Le principe de précaution ne doit pas être celui de l’incompréhension
Le principe de précaution est un candidat idéal au bucher, lorsque chacun constate tous les trois mois la faible compétitivité de la France. Passons sur le fait que ceux qui le pourfendent aujourd’hui n’y trouvaient rien à redire en 2005, lorsqu’il a été intégré à la Charte de l’Environnement, ce n’est pas le débat.
Essayons juste de comprendre pourquoi ce principe concentre tant d’attentions. Pourquoi il est brandi comme la source de tous les maux. Nous avons une relation ambigüe avec la notion de progrès. Et un rapport troublé avec la notion de risque. Le risque est moderne, il attire, mais derrière le risque vient la question de la responsabilité. Et là, tout à coup, plus personne.
Le principe de précaution vise à guider en eaux incertaines. A permettre l’éclosion de l’innovation scientifique, en faisant la part de l’incertitude.

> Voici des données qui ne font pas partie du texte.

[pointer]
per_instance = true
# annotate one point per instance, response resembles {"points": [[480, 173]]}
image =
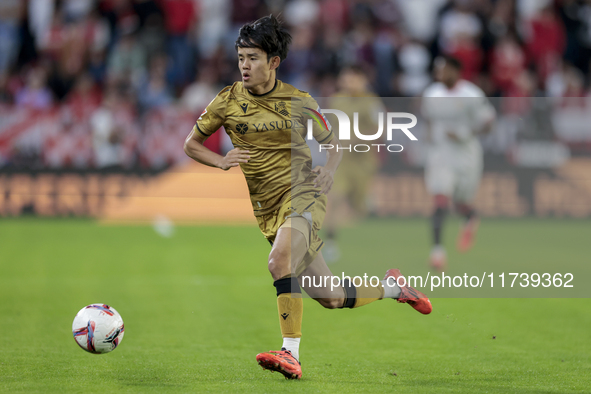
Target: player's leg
{"points": [[345, 294], [288, 250], [440, 183], [337, 202], [468, 185]]}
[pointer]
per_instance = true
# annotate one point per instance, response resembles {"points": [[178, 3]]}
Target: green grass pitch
{"points": [[199, 306]]}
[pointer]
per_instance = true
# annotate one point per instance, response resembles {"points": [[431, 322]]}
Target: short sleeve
{"points": [[214, 116]]}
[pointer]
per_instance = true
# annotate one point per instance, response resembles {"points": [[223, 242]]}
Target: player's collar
{"points": [[264, 94]]}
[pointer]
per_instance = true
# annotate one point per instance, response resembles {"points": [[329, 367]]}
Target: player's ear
{"points": [[274, 63]]}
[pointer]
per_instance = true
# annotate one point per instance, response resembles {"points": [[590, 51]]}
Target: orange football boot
{"points": [[281, 361], [409, 295]]}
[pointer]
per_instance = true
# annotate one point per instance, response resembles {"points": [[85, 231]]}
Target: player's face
{"points": [[445, 73], [254, 67]]}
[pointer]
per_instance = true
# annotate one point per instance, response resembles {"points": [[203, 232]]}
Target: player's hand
{"points": [[324, 180], [234, 158]]}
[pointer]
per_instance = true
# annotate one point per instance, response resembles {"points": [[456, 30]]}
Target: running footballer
{"points": [[288, 197]]}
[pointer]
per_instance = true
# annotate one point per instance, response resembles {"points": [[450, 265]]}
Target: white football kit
{"points": [[454, 166]]}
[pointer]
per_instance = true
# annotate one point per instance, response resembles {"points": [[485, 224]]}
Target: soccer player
{"points": [[457, 112], [288, 196], [357, 169]]}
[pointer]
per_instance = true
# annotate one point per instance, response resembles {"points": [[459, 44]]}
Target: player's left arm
{"points": [[325, 178]]}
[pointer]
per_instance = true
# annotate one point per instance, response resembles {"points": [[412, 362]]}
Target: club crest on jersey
{"points": [[242, 128], [281, 107]]}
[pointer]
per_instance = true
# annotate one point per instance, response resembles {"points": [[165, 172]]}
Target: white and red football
{"points": [[98, 328]]}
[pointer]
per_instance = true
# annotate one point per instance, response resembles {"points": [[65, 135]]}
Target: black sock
{"points": [[437, 224]]}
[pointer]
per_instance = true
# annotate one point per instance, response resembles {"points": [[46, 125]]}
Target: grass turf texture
{"points": [[198, 307]]}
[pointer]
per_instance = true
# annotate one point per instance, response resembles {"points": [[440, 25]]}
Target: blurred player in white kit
{"points": [[457, 112]]}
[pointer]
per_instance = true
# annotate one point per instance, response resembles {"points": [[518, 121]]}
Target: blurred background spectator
{"points": [[173, 56]]}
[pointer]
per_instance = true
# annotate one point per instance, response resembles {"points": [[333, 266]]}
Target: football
{"points": [[98, 328]]}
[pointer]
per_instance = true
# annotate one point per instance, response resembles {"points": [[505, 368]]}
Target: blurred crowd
{"points": [[112, 63]]}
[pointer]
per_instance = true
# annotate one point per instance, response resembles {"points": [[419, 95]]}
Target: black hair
{"points": [[267, 34]]}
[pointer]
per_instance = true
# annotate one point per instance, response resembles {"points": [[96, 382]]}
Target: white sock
{"points": [[391, 289], [293, 345]]}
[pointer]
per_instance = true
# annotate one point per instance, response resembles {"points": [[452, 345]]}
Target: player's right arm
{"points": [[195, 150], [208, 123]]}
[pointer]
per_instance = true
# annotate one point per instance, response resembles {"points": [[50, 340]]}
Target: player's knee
{"points": [[278, 263], [331, 303]]}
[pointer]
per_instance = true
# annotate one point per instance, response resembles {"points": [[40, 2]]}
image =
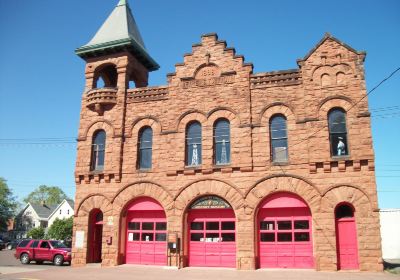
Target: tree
{"points": [[61, 229], [36, 233], [50, 195], [8, 204]]}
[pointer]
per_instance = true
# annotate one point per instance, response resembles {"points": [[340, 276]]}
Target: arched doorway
{"points": [[211, 233], [95, 236], [146, 233], [284, 225], [346, 237]]}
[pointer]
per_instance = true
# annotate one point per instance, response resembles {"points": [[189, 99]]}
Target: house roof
{"points": [[118, 33], [326, 37], [42, 210]]}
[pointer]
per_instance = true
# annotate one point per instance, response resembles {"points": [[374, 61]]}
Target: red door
{"points": [[285, 233], [95, 236], [212, 238], [347, 243], [146, 233]]}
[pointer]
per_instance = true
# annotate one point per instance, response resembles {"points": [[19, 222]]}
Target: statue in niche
{"points": [[341, 147]]}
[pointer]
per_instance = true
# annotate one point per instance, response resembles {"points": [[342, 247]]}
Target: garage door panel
{"points": [[212, 238], [285, 239]]}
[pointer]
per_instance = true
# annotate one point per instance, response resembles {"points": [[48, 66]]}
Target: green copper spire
{"points": [[118, 33]]}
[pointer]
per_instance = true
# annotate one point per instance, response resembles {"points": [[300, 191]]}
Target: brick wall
{"points": [[213, 82]]}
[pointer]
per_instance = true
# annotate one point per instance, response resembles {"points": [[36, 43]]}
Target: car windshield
{"points": [[58, 244]]}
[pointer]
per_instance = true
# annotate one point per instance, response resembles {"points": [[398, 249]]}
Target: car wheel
{"points": [[58, 260], [24, 258]]}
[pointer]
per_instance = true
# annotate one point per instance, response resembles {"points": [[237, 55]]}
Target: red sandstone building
{"points": [[223, 167]]}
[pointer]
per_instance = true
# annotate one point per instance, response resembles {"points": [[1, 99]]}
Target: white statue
{"points": [[195, 157], [341, 147]]}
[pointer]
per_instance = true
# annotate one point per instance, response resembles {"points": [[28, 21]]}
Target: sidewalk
{"points": [[154, 273]]}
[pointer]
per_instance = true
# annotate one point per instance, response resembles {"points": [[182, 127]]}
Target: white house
{"points": [[41, 215], [390, 233]]}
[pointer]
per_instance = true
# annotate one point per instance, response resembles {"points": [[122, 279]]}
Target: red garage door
{"points": [[212, 237], [285, 235], [146, 233]]}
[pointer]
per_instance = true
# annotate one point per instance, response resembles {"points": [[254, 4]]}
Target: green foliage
{"points": [[36, 233], [61, 229], [51, 195], [8, 204]]}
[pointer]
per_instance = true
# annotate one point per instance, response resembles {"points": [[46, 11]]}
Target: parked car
{"points": [[42, 250], [13, 244]]}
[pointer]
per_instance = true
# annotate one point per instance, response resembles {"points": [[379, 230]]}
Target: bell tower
{"points": [[115, 58]]}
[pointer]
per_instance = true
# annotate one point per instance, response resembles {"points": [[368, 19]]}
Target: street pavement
{"points": [[11, 269]]}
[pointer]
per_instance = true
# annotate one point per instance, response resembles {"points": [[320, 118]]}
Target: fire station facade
{"points": [[223, 167]]}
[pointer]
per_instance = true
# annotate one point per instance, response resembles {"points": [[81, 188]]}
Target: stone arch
{"points": [[196, 189], [139, 189], [93, 201], [96, 125], [209, 65], [276, 108], [142, 122], [351, 194], [284, 183], [192, 115], [335, 101], [223, 113]]}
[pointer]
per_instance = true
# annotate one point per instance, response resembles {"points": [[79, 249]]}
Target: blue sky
{"points": [[41, 79]]}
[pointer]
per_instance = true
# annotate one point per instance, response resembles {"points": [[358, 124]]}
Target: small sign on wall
{"points": [[79, 238]]}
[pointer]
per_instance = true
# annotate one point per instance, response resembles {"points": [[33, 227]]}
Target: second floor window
{"points": [[338, 132], [98, 151], [193, 144], [279, 139], [145, 148], [222, 142]]}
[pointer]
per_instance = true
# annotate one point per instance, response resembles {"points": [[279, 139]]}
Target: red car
{"points": [[42, 250]]}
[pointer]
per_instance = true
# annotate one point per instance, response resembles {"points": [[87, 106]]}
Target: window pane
{"points": [[197, 225], [278, 127], [284, 225], [228, 225], [212, 225], [147, 236], [133, 226], [147, 226], [337, 121], [267, 237], [196, 237], [267, 225], [227, 237], [212, 237], [279, 149], [161, 236], [222, 144], [133, 236], [222, 152], [161, 226], [339, 144], [301, 236], [145, 159], [193, 154], [301, 225], [284, 237], [146, 138]]}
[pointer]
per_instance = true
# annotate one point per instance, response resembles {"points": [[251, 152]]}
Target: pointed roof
{"points": [[326, 37], [118, 33]]}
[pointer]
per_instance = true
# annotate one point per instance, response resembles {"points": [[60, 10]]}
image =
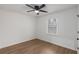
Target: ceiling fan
{"points": [[37, 8]]}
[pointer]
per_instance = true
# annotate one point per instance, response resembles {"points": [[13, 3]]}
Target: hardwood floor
{"points": [[36, 46]]}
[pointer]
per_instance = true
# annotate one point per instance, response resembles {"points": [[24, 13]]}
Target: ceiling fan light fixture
{"points": [[36, 11]]}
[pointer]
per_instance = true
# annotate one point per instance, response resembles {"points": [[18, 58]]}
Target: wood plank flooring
{"points": [[36, 46]]}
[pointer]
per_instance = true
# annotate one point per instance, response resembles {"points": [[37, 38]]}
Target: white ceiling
{"points": [[21, 8]]}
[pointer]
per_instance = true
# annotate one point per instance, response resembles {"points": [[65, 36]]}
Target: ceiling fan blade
{"points": [[43, 11], [43, 5], [29, 6], [37, 13], [30, 10]]}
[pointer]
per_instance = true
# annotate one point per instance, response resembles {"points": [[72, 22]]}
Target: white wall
{"points": [[66, 28], [15, 28]]}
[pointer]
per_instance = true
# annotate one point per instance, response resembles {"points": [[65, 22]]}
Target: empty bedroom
{"points": [[39, 28]]}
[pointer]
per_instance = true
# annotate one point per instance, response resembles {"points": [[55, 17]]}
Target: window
{"points": [[52, 26]]}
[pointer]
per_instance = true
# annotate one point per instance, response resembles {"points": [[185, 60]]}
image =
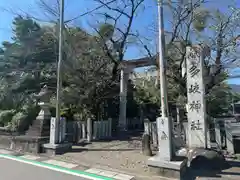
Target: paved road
{"points": [[13, 170]]}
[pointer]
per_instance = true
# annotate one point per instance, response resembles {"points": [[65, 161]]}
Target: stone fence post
{"points": [[89, 129]]}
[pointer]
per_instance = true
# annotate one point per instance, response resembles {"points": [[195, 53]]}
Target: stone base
{"points": [[171, 169], [28, 144], [54, 149]]}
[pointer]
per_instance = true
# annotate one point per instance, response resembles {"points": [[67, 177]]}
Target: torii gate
{"points": [[127, 66]]}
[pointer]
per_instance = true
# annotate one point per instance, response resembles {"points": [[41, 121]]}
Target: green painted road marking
{"points": [[56, 168]]}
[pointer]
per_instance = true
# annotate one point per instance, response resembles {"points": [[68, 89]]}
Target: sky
{"points": [[144, 21]]}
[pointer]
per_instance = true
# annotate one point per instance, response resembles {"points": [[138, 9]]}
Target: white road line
{"points": [[3, 151], [30, 157], [111, 174], [60, 163], [51, 168]]}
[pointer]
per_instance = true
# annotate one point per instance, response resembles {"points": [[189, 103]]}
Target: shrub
{"points": [[18, 122]]}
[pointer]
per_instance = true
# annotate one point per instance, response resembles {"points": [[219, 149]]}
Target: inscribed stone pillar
{"points": [[89, 129], [197, 130], [53, 131], [164, 138], [123, 100]]}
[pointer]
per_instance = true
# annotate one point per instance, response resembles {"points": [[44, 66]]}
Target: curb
{"points": [[56, 168], [64, 167]]}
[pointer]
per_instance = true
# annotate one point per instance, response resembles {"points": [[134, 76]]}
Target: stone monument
{"points": [[165, 163], [38, 133], [57, 144], [40, 126], [197, 127]]}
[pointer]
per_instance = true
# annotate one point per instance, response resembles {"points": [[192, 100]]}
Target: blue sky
{"points": [[143, 22]]}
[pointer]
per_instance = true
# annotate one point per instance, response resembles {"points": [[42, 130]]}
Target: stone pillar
{"points": [[197, 129], [178, 114], [165, 145], [53, 131], [62, 129], [123, 100], [89, 130], [84, 130]]}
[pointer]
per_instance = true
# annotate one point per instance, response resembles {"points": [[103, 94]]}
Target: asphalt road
{"points": [[14, 170]]}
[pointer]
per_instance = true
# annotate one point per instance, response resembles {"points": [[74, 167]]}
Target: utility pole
{"points": [[59, 64], [162, 62]]}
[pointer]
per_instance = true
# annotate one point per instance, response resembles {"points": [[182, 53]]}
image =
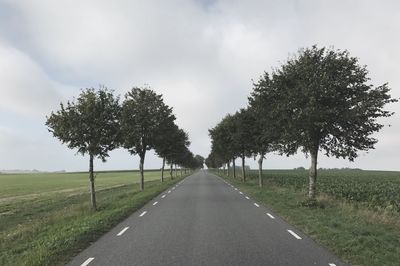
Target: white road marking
{"points": [[294, 234], [123, 231], [89, 260], [270, 216]]}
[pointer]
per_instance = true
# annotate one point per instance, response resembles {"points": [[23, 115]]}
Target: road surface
{"points": [[204, 220]]}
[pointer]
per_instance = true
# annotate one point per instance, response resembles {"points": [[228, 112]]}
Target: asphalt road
{"points": [[204, 221]]}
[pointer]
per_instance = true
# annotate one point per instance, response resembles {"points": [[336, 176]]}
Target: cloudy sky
{"points": [[202, 55]]}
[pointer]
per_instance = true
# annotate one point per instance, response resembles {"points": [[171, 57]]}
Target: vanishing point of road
{"points": [[204, 220]]}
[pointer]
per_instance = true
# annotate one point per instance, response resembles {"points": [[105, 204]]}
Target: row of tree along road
{"points": [[96, 123], [318, 100]]}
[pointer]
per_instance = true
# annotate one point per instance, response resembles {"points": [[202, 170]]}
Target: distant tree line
{"points": [[97, 122], [319, 100]]}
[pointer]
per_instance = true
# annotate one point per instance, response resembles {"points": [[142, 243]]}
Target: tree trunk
{"points": [[313, 174], [162, 170], [243, 170], [234, 168], [92, 188], [260, 178], [141, 167]]}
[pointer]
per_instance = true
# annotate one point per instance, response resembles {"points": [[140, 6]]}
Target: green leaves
{"points": [[325, 102], [89, 124], [143, 116]]}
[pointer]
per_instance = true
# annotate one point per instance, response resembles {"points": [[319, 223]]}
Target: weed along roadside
{"points": [[50, 229], [358, 234]]}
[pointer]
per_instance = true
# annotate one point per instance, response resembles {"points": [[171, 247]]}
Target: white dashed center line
{"points": [[294, 234], [270, 216], [123, 231], [89, 260]]}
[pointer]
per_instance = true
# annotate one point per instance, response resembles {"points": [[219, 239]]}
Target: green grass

Et pour celle ci, lorsqu'on peut craindre un risque irréversible et grave pour l’environnement, il énonce pour l’autorité publique un devoir d’agir. Pas de bloquer, d’agir. Pour s’assurer que nous avançons collectivement en conscience. Scientifiquement, justement. Par des mesures provisoires et proportionnées.
Certains souhaitent le supprimer : je doute que cela nous rende tout à coup beaucoup plus courageux, innovants et compétitifs. D’autres veulent lui apposer un principe d’innovation, qui permettrait de construire un équilibre subtil. Je ne rejette pas cette proposition, mais j'en questionne le fondement. Parce qu’opposer principe d’innovation et principe de précaution, c’est précisément pour moi le signe qu’on ne comprend pas le second.
L’attaque récurrente et désormais quasi-unanime contre le principe de précaution est trop caricaturale pour qu’elle ne cache pas une certaine impuissance. Si certains pensent que la suppression d’un principe qui donne tout son sens opérationnel à la Charte de l’environnement va subitement nous mettre sur les rails d’une croissance des trente glorieuses, je ne peux pas les priver de ce dessein. Mais j’ai voté, comme la quasi-unanimité des parlementaires de droite en 2005, ce principe, et je m’y tiens.